Rosenshein spent some time talking about an issue that’s on the minds of many community members regarding the concert venue: noise. He said that they are currently measuring the existing noise from the highway and Rutherford Avenue, and the facility will continue to run that model for a year after they open.
‘We will do the tests necessary to prove that the volumes today that you experience will not change as a result of the (concert) venue,” said Rosenshein.
He reminded those in attendance that the mechanical components of the building (heating, cooling, etc.) will be located inside the building as part of the effort to keep the noise levels the same as they are currently.
IAG member Elaine Donovan was concerned about people on Baldwin Street and noise from pedestrian traffic.
“What kind of mitigation do these people get? Do they get noise windows?” she asked. “You don’t know until the thing comes to be and happens.”
Rosenshein reiterated that there is a commitment to no change in noise because of the venue.
Rosenshein discussed another major concern in traffic. He admits that while the venue would add a certain amount of traffic, “adding 500 cars is not going to cause a backup on Rutherford Avenue at 11 at night,” he said.
He said that Hood Park will probably get between 500 and 700 cars on the night of a show, according to statistical information from current Boston venues.
The issue of the transition between office employees and venue-goers in the parking garage was brought up as well.
“Based on what we know today, that parking changes over around 6 p.m. The garage empties around 6 p.m.; the transition should work well between office people leaving and people coming in for shows at the venue,” said Rosenshein.
He also reassured IAG members that starting from day one of the venue opening, “We have a surplus of parking capacity on campus. Parking is the one thing I’m not worried about.”
Rosenshein was still not allowed to reveal the identity of the venue operator, which raised some questions from the IAG.
IAG member Michael Parker said, “We don’t know the track record of the vendor,” and said that tenants can get away with more than they should because of the “economics of the situation.”

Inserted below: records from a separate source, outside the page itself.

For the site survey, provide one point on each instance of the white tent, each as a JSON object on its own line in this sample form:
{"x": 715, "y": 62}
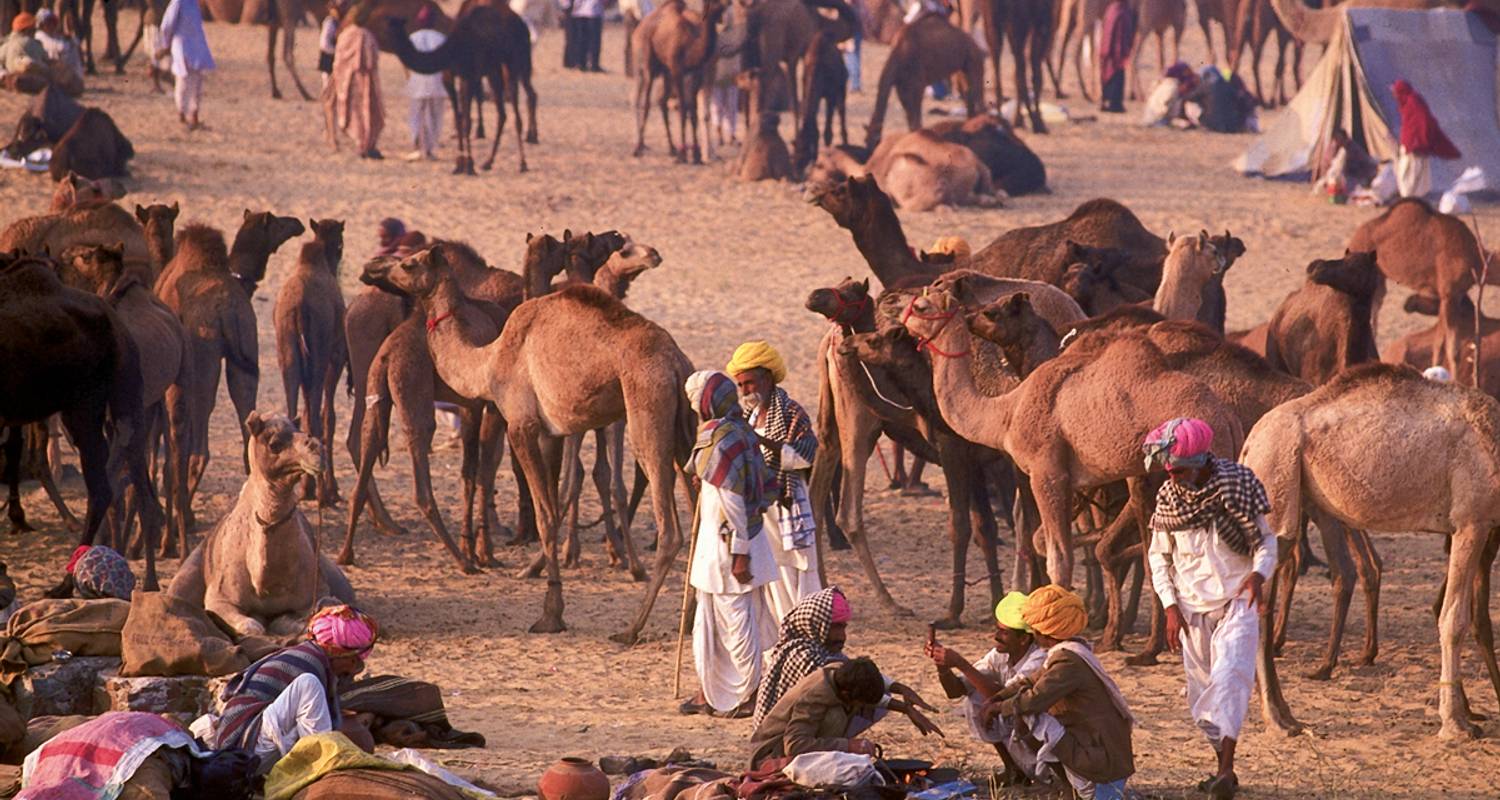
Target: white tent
{"x": 1448, "y": 56}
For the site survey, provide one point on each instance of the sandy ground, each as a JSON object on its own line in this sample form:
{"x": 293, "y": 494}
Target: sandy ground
{"x": 740, "y": 260}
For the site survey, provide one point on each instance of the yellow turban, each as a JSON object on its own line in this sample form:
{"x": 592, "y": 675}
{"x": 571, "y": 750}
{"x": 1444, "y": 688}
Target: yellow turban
{"x": 1055, "y": 611}
{"x": 1008, "y": 611}
{"x": 951, "y": 245}
{"x": 756, "y": 354}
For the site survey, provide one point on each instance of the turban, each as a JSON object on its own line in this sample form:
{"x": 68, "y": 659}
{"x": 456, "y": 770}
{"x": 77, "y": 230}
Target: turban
{"x": 101, "y": 572}
{"x": 1055, "y": 611}
{"x": 842, "y": 613}
{"x": 1008, "y": 611}
{"x": 344, "y": 631}
{"x": 756, "y": 356}
{"x": 1178, "y": 443}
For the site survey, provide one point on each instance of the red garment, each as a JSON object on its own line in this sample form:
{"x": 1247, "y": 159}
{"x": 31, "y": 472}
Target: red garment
{"x": 1118, "y": 41}
{"x": 1419, "y": 131}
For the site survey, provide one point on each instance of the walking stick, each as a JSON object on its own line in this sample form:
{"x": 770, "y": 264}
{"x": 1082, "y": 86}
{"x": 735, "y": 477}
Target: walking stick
{"x": 687, "y": 589}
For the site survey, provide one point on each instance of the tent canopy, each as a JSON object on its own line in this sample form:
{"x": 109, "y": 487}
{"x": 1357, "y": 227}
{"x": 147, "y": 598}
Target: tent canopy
{"x": 1446, "y": 54}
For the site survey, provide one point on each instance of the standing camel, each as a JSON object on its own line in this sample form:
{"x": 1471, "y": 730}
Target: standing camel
{"x": 678, "y": 45}
{"x": 618, "y": 365}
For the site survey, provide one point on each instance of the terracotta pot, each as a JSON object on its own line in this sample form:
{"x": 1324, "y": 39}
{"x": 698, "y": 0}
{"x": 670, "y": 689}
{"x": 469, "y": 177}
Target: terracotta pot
{"x": 573, "y": 779}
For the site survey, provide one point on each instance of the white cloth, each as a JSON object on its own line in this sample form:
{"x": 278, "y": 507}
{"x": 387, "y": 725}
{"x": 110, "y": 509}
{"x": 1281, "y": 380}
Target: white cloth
{"x": 726, "y": 647}
{"x": 1218, "y": 656}
{"x": 422, "y": 86}
{"x": 1197, "y": 571}
{"x": 302, "y": 709}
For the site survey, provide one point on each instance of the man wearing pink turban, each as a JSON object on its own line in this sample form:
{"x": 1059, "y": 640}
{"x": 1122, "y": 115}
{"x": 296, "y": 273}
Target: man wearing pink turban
{"x": 1211, "y": 556}
{"x": 294, "y": 692}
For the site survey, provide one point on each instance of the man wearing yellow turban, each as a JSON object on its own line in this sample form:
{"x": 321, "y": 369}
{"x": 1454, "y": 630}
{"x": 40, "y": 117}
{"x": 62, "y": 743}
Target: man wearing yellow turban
{"x": 788, "y": 446}
{"x": 1013, "y": 658}
{"x": 1071, "y": 707}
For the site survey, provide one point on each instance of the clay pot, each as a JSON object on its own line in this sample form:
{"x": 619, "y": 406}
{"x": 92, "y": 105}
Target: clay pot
{"x": 573, "y": 779}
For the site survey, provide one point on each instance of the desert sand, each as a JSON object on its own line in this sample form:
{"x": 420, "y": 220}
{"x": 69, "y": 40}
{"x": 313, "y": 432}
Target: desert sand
{"x": 738, "y": 263}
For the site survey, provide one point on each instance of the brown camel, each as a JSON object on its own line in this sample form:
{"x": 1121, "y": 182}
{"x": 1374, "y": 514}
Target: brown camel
{"x": 165, "y": 369}
{"x": 678, "y": 45}
{"x": 209, "y": 287}
{"x": 1431, "y": 254}
{"x": 929, "y": 50}
{"x": 620, "y": 366}
{"x": 1323, "y": 327}
{"x": 1026, "y": 422}
{"x": 258, "y": 571}
{"x": 1347, "y": 452}
{"x": 309, "y": 344}
{"x": 68, "y": 353}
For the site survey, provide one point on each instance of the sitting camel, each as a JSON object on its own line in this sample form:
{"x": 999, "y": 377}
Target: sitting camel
{"x": 258, "y": 569}
{"x": 1380, "y": 448}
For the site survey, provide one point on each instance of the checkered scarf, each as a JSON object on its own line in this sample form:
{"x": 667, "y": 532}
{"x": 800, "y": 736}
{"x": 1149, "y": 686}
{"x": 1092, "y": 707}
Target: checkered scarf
{"x": 798, "y": 652}
{"x": 788, "y": 424}
{"x": 1230, "y": 500}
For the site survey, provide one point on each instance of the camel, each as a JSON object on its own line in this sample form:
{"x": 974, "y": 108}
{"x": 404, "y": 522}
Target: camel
{"x": 927, "y": 50}
{"x": 258, "y": 571}
{"x": 1323, "y": 327}
{"x": 474, "y": 53}
{"x": 309, "y": 342}
{"x": 1428, "y": 252}
{"x": 68, "y": 353}
{"x": 209, "y": 287}
{"x": 1154, "y": 18}
{"x": 1026, "y": 422}
{"x": 1331, "y": 457}
{"x": 165, "y": 368}
{"x": 1193, "y": 261}
{"x": 620, "y": 365}
{"x": 677, "y": 45}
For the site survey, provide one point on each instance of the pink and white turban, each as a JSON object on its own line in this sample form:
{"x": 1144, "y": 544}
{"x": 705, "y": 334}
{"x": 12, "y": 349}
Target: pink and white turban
{"x": 1178, "y": 445}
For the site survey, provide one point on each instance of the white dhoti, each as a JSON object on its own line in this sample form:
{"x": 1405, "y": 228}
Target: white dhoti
{"x": 1218, "y": 655}
{"x": 726, "y": 647}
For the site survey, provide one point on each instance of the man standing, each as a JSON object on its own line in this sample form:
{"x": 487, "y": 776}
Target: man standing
{"x": 788, "y": 445}
{"x": 731, "y": 556}
{"x": 1016, "y": 656}
{"x": 1211, "y": 556}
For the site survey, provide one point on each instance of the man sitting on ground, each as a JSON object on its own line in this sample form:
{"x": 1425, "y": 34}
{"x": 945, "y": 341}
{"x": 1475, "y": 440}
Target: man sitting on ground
{"x": 1016, "y": 656}
{"x": 824, "y": 712}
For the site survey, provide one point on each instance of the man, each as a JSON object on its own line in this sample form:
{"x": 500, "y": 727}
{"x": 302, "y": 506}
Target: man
{"x": 294, "y": 692}
{"x": 425, "y": 93}
{"x": 788, "y": 445}
{"x": 821, "y": 713}
{"x": 1014, "y": 656}
{"x": 1211, "y": 556}
{"x": 1071, "y": 709}
{"x": 731, "y": 556}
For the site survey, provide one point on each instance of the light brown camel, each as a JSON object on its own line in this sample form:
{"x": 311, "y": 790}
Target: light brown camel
{"x": 1191, "y": 264}
{"x": 678, "y": 45}
{"x": 1431, "y": 254}
{"x": 165, "y": 369}
{"x": 927, "y": 50}
{"x": 209, "y": 287}
{"x": 620, "y": 365}
{"x": 258, "y": 571}
{"x": 311, "y": 348}
{"x": 1028, "y": 421}
{"x": 1323, "y": 327}
{"x": 1347, "y": 452}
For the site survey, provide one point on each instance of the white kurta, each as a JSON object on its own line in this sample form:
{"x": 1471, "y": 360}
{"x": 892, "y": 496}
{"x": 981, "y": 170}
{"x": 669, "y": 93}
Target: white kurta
{"x": 1194, "y": 571}
{"x": 726, "y": 629}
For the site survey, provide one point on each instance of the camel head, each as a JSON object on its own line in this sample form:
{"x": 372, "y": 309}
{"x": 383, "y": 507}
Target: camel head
{"x": 330, "y": 233}
{"x": 279, "y": 452}
{"x": 842, "y": 303}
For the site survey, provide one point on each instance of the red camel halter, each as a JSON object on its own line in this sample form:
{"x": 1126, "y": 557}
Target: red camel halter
{"x": 926, "y": 342}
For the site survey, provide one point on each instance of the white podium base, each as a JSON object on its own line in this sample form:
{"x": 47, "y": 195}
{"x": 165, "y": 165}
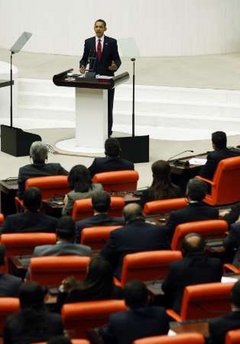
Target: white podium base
{"x": 76, "y": 146}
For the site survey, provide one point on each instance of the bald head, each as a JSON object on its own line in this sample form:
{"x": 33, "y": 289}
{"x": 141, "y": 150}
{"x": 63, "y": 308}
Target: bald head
{"x": 193, "y": 242}
{"x": 132, "y": 211}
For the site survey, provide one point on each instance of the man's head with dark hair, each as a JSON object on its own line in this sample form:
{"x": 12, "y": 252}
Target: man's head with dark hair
{"x": 193, "y": 243}
{"x": 132, "y": 212}
{"x": 31, "y": 295}
{"x": 235, "y": 295}
{"x": 196, "y": 189}
{"x": 135, "y": 294}
{"x": 112, "y": 147}
{"x": 66, "y": 229}
{"x": 101, "y": 201}
{"x": 2, "y": 254}
{"x": 32, "y": 199}
{"x": 219, "y": 140}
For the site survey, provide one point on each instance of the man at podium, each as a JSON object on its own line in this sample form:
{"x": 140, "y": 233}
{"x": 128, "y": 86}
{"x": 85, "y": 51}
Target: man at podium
{"x": 101, "y": 53}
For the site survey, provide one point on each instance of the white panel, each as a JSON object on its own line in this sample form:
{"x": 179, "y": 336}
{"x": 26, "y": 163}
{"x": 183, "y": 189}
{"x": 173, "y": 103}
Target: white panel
{"x": 159, "y": 27}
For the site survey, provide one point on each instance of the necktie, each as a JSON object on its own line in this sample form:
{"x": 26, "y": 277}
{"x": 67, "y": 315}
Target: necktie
{"x": 99, "y": 50}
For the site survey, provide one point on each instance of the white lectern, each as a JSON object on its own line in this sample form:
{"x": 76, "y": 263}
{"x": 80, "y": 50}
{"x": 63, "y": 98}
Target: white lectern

“The vendor already operates facilities in Boston,” said Rosenshein.
He also told IAG members that the vendor will come and speak to them: “I guarantee before you step on that site, they will be here.”
Elaine Donovan said there is a concern for safety at the venue, especially in case of fire.
“We are down one department, which I’m hoping will be back up and running by the time the venue opens,” she said.
As far as community benefits go, Rosenshein touched upon local hiring first. A slide presented at the meeting stated that there will be a Charlestown resident-only job fair first, and a commitment to a “minimum of 25 percent Charlestown resident interviews for positions and a goal of 15 percent Charlestown hires for permanent and part-time positions, contingent upon Charlestown capacity.”
According to the slide, there will also be “up to 12 events per year with subsidized base staffing to be coordinated with local elected officials.” As it was presented, Charlestown non-profits will benefit on a first-come, first-served basis, and Boston-based charities will be allowed to participate if all of the rights are not used by Charlestown organizations.
The slide also read that the venue will be required to end their events at 1 a.m. except for specific holidays (like New Year’s Eve). This is up for negotiation with the community.
This was the first time the IAG had all sat down together, so “we need to meet again and put our heads together,” said Donovan.
“The target is to try to reconvene the IAG in the next two or two and a half weeks,” said Duverge.
The public comment period ends on February 1.
A full public meeting that was reported to have gone very well was held on Jan. 10 at Hood Park.